Noch marginaler untersucht ist die Geschichte des Tee- und Kakaopulvers. Während Instanttee nicht einmal in Ukers’ «All about tea»108 grössere Erwähnung findet und die Marke Nestea erst jüngst in der Dissertation «Ready to Eat» von Eva Von Wyl109 wissenschaftlich erforscht wurde, war die Geschichte des Kakaos bis anhin vor allem von der essbaren Schokolade geprägt. Über Kakaopulver dagegen ist – abgesehen von der Erfindung des «Dutching-Verfahrens» – wenig bekannt.110 Eine erfreuliche Ausnahme bildet diesbezüglich das kakaohaltige Malzgetränk Ovomaltine der Schweizer Firma Wander, dessen Geschichte relativ gut erforscht ist.111

Quellenlage und Quellenkritik

Die Quellenlage zur Geschichte von Nestlé und Nescafé ist allgemein gut, wobei es starke Unterschiede zwischen den einzelnen Zeitperioden gibt. Die grösste Sammlung an Quellen befindet sich in den Archives Historiques Nestlé (AHN) in Vevey. Daneben verfügen gewisse Tochtergesellschaften und Nestlés strategische Geschäftseinheiten (SBU) über kleinere Archive.

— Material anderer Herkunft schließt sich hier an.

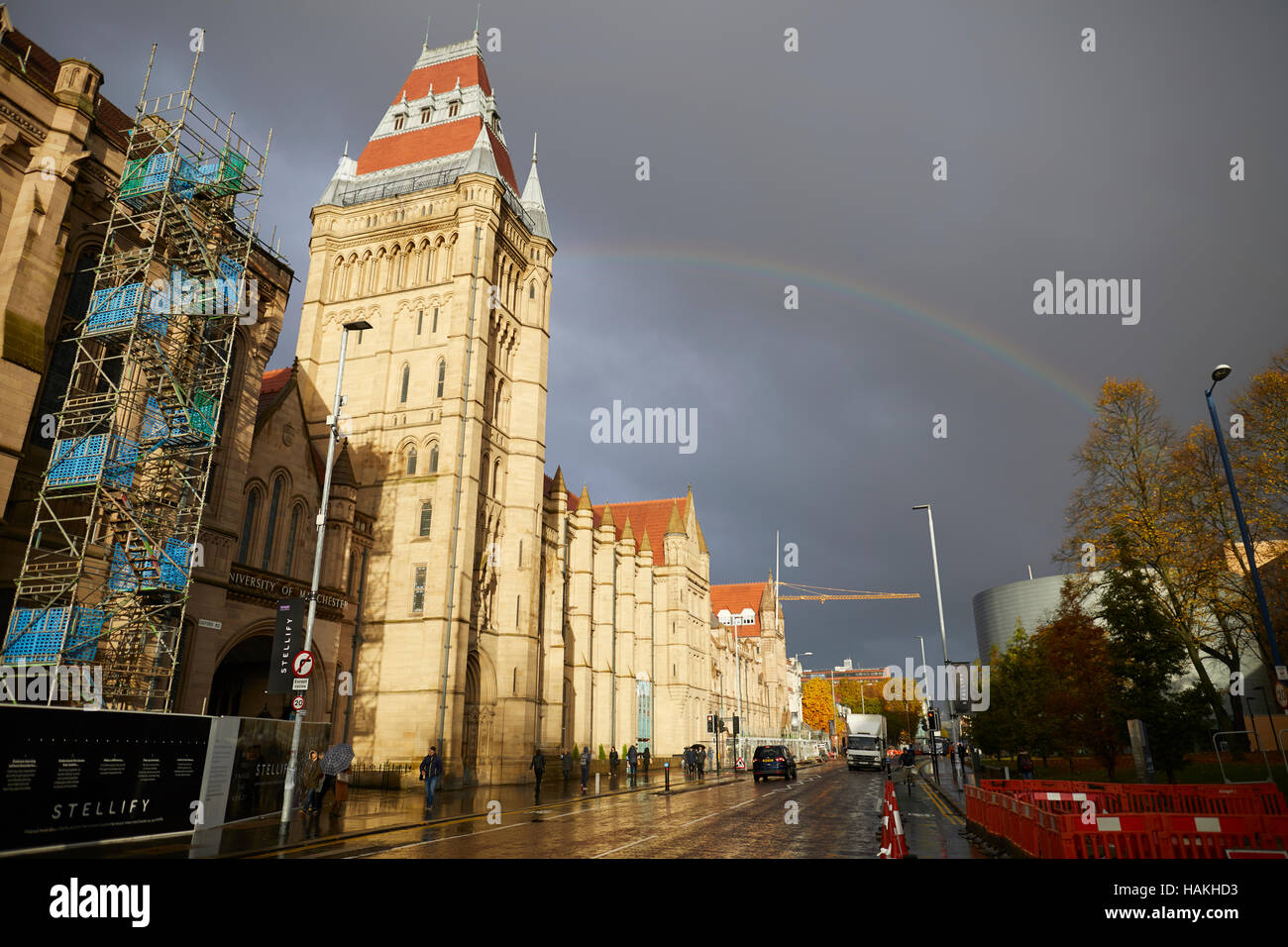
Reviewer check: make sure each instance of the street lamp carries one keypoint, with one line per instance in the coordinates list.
(333, 424)
(939, 598)
(1218, 373)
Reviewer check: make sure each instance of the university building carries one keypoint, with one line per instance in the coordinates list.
(500, 609)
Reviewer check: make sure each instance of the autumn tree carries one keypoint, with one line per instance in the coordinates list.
(816, 707)
(1136, 501)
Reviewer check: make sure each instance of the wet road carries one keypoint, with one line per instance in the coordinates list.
(828, 812)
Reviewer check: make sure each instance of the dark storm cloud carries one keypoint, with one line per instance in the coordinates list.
(814, 169)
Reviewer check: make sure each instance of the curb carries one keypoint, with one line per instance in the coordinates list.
(425, 823)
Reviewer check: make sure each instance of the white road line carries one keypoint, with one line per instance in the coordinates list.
(626, 845)
(430, 841)
(697, 819)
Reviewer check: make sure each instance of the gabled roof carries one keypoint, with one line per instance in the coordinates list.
(737, 596)
(25, 56)
(270, 386)
(447, 71)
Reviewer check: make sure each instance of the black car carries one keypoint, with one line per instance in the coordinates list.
(773, 761)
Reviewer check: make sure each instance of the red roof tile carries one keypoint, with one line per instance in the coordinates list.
(432, 142)
(735, 598)
(443, 76)
(270, 385)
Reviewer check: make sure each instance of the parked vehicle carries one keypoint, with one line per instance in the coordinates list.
(866, 744)
(773, 761)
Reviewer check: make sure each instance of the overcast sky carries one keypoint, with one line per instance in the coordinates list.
(814, 169)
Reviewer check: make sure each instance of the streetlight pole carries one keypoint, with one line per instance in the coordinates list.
(333, 423)
(1218, 373)
(939, 598)
(934, 755)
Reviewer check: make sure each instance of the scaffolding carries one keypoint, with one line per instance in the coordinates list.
(107, 571)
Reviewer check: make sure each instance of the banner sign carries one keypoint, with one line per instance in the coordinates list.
(73, 776)
(287, 639)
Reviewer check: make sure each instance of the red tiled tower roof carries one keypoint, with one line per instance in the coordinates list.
(737, 596)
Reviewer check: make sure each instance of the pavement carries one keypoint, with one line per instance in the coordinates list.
(373, 812)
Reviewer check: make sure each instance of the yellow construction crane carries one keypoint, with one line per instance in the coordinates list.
(818, 592)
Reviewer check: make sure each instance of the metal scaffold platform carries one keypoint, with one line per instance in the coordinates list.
(107, 571)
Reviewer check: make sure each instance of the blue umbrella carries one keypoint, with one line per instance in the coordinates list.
(336, 759)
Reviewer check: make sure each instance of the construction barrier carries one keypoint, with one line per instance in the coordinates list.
(1128, 821)
(893, 844)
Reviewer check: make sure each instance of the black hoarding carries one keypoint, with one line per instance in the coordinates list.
(287, 641)
(72, 776)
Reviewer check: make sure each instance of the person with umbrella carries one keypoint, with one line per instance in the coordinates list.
(430, 771)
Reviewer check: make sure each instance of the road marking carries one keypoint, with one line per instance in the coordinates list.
(447, 838)
(626, 845)
(697, 819)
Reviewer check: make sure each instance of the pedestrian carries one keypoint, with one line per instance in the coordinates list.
(1024, 763)
(430, 771)
(342, 791)
(539, 770)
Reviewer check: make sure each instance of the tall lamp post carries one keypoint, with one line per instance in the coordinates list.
(939, 598)
(934, 755)
(333, 424)
(1218, 373)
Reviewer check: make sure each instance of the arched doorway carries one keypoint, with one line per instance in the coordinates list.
(471, 732)
(239, 684)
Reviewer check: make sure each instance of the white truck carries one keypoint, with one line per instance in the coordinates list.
(866, 742)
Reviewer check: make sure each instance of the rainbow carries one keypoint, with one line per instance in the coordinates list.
(941, 324)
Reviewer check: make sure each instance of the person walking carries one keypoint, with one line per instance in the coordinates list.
(310, 783)
(430, 771)
(539, 770)
(1024, 763)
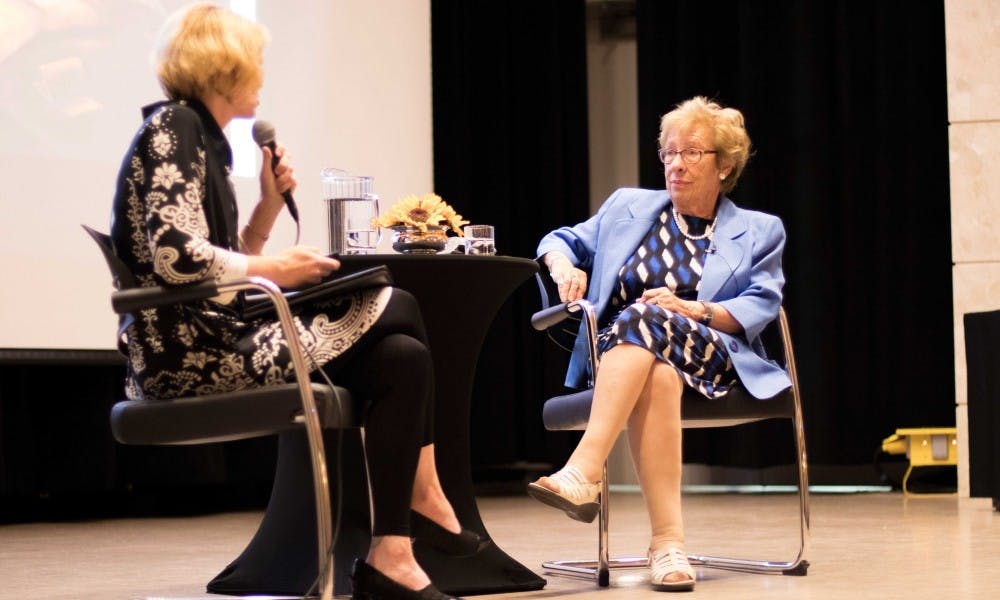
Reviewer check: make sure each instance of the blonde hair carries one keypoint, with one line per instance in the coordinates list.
(205, 48)
(731, 141)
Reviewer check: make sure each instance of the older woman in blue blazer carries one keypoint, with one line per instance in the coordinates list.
(683, 281)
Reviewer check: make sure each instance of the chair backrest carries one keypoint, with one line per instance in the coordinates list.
(121, 276)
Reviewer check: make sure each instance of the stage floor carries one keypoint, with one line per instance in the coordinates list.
(877, 545)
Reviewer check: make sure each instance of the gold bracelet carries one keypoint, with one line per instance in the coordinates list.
(255, 232)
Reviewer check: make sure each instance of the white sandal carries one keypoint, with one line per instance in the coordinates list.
(667, 561)
(569, 491)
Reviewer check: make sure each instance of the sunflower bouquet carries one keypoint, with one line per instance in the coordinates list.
(421, 212)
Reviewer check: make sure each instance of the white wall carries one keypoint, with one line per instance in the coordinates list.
(971, 28)
(347, 84)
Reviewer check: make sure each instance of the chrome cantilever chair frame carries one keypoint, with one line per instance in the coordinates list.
(579, 404)
(125, 301)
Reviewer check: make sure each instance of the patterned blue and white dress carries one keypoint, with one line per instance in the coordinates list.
(669, 258)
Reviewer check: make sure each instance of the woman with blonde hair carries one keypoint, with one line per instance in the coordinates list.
(683, 282)
(174, 222)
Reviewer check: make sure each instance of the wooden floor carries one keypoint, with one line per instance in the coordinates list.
(863, 546)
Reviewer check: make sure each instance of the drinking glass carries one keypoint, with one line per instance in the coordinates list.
(479, 240)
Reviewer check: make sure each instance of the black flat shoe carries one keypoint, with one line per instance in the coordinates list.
(369, 584)
(426, 531)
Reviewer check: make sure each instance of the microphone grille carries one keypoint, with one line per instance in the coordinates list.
(263, 132)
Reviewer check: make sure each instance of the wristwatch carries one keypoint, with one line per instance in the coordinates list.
(709, 312)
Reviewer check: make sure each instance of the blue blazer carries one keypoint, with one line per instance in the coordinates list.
(743, 274)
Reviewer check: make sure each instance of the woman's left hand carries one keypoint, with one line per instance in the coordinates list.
(665, 298)
(275, 182)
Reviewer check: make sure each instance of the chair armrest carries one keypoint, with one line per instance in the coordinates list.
(130, 300)
(553, 315)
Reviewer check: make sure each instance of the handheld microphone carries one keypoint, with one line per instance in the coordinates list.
(263, 135)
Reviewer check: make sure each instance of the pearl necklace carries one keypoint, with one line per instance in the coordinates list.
(682, 226)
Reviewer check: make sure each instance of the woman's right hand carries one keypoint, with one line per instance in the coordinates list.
(295, 267)
(570, 281)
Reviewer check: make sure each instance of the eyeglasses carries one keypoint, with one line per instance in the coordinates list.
(689, 155)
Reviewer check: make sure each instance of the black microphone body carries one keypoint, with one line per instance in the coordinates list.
(263, 135)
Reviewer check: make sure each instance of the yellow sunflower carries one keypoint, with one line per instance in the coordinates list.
(427, 210)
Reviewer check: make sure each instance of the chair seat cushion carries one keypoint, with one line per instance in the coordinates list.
(223, 417)
(572, 411)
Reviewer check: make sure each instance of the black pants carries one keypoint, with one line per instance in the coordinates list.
(391, 378)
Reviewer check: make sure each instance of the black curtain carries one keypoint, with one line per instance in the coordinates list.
(846, 105)
(510, 149)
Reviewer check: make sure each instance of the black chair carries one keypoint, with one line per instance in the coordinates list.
(738, 407)
(244, 414)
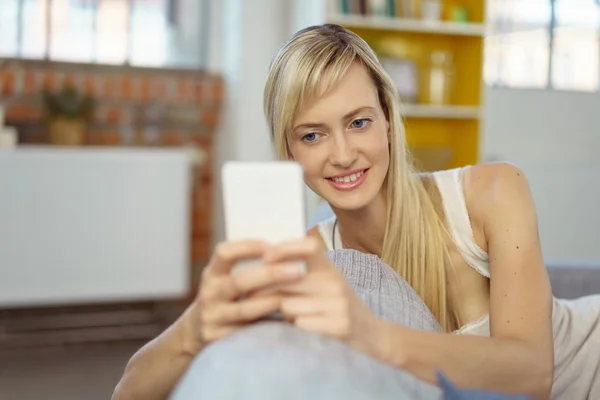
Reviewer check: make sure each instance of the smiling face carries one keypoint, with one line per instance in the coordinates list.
(341, 141)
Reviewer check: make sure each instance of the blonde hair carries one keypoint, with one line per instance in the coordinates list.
(414, 234)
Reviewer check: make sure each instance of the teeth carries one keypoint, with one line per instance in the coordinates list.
(349, 178)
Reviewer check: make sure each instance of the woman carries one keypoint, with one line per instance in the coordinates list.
(465, 239)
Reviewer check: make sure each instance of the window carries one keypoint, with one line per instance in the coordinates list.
(543, 43)
(137, 32)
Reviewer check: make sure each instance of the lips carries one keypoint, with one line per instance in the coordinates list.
(349, 181)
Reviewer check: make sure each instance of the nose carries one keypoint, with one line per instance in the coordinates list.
(342, 153)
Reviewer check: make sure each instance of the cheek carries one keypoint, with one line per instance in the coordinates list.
(310, 159)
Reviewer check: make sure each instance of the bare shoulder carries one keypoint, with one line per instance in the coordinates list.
(314, 232)
(489, 181)
(492, 187)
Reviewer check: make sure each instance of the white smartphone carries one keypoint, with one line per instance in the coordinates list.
(263, 200)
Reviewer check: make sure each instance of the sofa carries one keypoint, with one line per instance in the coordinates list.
(569, 280)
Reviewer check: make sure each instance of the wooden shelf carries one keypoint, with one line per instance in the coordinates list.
(441, 112)
(408, 25)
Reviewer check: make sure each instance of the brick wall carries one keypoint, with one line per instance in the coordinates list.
(135, 107)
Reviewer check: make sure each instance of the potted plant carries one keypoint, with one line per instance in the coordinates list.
(67, 116)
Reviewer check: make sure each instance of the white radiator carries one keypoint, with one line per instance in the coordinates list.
(93, 225)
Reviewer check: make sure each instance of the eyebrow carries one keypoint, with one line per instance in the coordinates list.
(345, 117)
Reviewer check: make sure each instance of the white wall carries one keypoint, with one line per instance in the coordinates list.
(555, 137)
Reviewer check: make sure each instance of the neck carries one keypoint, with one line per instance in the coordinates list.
(363, 229)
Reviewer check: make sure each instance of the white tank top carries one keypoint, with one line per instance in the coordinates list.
(449, 183)
(575, 323)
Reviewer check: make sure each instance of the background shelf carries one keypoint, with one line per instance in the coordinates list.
(408, 25)
(444, 112)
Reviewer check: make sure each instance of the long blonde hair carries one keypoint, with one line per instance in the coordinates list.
(414, 234)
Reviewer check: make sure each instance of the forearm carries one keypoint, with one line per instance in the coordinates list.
(155, 369)
(508, 366)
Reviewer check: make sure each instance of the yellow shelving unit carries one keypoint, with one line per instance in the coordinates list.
(441, 135)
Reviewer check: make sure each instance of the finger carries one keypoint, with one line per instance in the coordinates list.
(308, 249)
(305, 306)
(213, 333)
(242, 311)
(313, 323)
(315, 285)
(247, 280)
(227, 254)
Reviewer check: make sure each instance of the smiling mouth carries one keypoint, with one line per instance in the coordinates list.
(348, 178)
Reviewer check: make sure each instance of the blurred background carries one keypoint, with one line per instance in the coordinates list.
(116, 115)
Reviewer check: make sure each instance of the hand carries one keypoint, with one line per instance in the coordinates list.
(222, 305)
(323, 301)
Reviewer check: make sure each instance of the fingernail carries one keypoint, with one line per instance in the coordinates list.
(267, 253)
(295, 269)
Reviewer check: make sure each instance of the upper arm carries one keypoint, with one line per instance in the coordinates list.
(520, 292)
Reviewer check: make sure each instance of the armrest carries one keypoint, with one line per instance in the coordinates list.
(572, 280)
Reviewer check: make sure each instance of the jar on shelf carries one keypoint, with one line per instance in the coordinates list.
(439, 78)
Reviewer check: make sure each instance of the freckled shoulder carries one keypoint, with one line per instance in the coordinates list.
(314, 232)
(482, 183)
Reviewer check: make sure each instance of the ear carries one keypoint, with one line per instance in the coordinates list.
(389, 133)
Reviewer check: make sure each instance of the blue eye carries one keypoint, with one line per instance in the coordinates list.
(310, 137)
(360, 123)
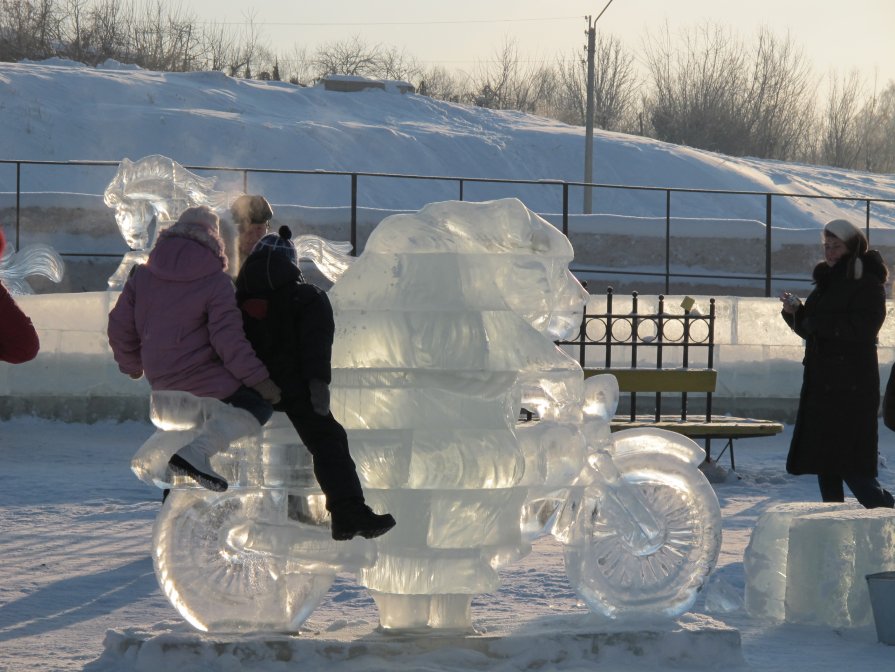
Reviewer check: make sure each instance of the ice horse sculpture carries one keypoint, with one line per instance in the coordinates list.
(445, 329)
(38, 259)
(149, 194)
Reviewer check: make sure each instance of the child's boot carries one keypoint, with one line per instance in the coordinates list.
(217, 434)
(192, 461)
(352, 517)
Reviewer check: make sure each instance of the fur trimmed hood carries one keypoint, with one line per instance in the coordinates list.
(201, 225)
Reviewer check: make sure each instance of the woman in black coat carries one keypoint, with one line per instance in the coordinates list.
(290, 325)
(836, 434)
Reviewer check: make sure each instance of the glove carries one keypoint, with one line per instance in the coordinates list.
(268, 390)
(319, 396)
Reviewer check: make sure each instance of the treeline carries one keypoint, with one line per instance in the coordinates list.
(704, 88)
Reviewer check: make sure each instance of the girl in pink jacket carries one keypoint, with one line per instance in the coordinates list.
(177, 322)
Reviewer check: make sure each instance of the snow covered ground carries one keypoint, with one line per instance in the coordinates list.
(77, 584)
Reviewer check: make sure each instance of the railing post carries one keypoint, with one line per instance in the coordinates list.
(767, 245)
(608, 357)
(354, 251)
(565, 208)
(18, 201)
(668, 241)
(867, 220)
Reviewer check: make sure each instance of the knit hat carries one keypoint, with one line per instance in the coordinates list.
(843, 229)
(280, 242)
(251, 209)
(854, 240)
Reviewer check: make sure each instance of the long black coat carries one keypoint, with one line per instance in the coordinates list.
(836, 426)
(288, 322)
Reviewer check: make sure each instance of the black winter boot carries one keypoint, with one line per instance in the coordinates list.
(351, 517)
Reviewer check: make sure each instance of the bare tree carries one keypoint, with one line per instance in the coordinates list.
(698, 89)
(441, 84)
(28, 29)
(840, 141)
(396, 64)
(779, 101)
(108, 30)
(348, 57)
(615, 87)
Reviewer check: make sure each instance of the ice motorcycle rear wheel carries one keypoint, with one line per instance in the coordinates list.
(626, 583)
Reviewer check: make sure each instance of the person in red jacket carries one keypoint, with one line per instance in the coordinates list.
(18, 338)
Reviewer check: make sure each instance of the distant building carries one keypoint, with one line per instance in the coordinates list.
(349, 83)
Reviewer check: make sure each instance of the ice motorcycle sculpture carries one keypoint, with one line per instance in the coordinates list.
(445, 329)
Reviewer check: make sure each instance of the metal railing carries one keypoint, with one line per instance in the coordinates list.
(562, 186)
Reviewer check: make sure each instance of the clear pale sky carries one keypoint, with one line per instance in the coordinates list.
(835, 35)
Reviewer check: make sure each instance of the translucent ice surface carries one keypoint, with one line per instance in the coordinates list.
(39, 259)
(771, 589)
(444, 331)
(830, 553)
(258, 557)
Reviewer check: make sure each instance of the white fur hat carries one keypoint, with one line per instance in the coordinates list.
(843, 229)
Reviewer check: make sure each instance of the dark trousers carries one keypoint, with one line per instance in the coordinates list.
(327, 442)
(866, 489)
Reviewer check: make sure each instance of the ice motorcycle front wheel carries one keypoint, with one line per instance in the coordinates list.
(217, 585)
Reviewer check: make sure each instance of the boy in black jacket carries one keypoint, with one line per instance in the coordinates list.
(290, 324)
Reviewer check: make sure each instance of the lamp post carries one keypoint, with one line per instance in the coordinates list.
(589, 115)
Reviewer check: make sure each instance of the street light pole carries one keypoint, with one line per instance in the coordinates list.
(589, 118)
(589, 114)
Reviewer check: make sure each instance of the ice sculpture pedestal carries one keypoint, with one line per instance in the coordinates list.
(690, 642)
(806, 563)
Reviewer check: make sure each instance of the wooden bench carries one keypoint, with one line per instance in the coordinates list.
(684, 381)
(658, 349)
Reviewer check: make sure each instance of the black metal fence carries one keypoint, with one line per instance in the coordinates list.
(654, 339)
(562, 189)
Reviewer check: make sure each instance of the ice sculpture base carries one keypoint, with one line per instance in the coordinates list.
(806, 562)
(693, 641)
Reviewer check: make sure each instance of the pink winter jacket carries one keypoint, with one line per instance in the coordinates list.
(177, 321)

Die vorliegende Arbeit stützt sich vorwiegend auf Quellen aus den Archiven in Vevey. Der Blickwinkel beschränkt sich dadurch auf Vorgänge, die für den Hauptsitz relevant waren. Der Fundus gibt aber trotzdem eine ausgezeichnete Globalübersicht. Neben den öffentlichen Jahresberichten wurden in dieser Arbeit vier verschiedene Quellensammlungen ausgewertet, welche die Geschichte von Nestlé und Nescafé aus der Innensicht des Unternehmens beleuchten:

Die erste Quellensammlung bilden die Berichte an den Verwaltungsrat (Rapports au Conseil d’Administration). Sie sind im Untersuchungszeitraum zwischen 1921 und 1980 – mit einigen Ausnahmen in der Zwischenkriegszeit – durchgängig vorhanden. Sie geben wichtige Anhaltspunkte über die allgemeine Geschäftslage des Unternehmens, gehen aber oft nicht über einen groben Überblick hinaus. Für die Zeit zwischen 1921 und 1945 stellen die Verwaltungsratsberichte die wichtigste interne Informationsquelle dar. Der Grund dafür liegt darin, dass bei Ausbruch des Zweiten Weltkriegs Teile des Nestlé-Archivs einerseits in die Vereinigten Staaten transferiert wurden und von diesen nur ein Bruchteil wieder zurück kam, andererseits ein Teil als Vorsichtsmassnahme vor einer Invasion der Deutschen vernichtet wurde. Bereits 1950 stellte ein Nestlé-Mitarbeiter fest, dass die Nestlé-Akten aus den 1930er-Jahren unvollständig seien.112

Quellen mit detaillierteren Informationen findet man erst nach dem Zweiten Weltkrieg in den Dossiers der Generaldirektion (SG), wobei in der unmittelbaren Nachkriegszeit zwischen der Generaldirektion der Unilac in Stamford und derjenigen in Vevey unterschieden wird. Die Dossiers der Generaldirektion sind nach einzelnen Ländern und Themenbereichen geordnet und enthalten Korrespondenzen zwischen den einzelnen Abteilungen des Hauptsitzes in Vevey und den weltweit verteilten Tochtergesellschaften des Unternehmens sowie Berichte über die Marktverhältnisse in den einzelnen Ländern. Sie geben wichtige Aufschlüsse über Probleme, mit denen das Unternehmen auf den einzelnen Märkten zu kämpfen hatte. Abgesehen von einigen Aktien, die aus Platzgründen vernichtet wurden, sind die Dossiers der Generaldirektion durchgehend bis in die 1980er-Jahre erhalten geblieben.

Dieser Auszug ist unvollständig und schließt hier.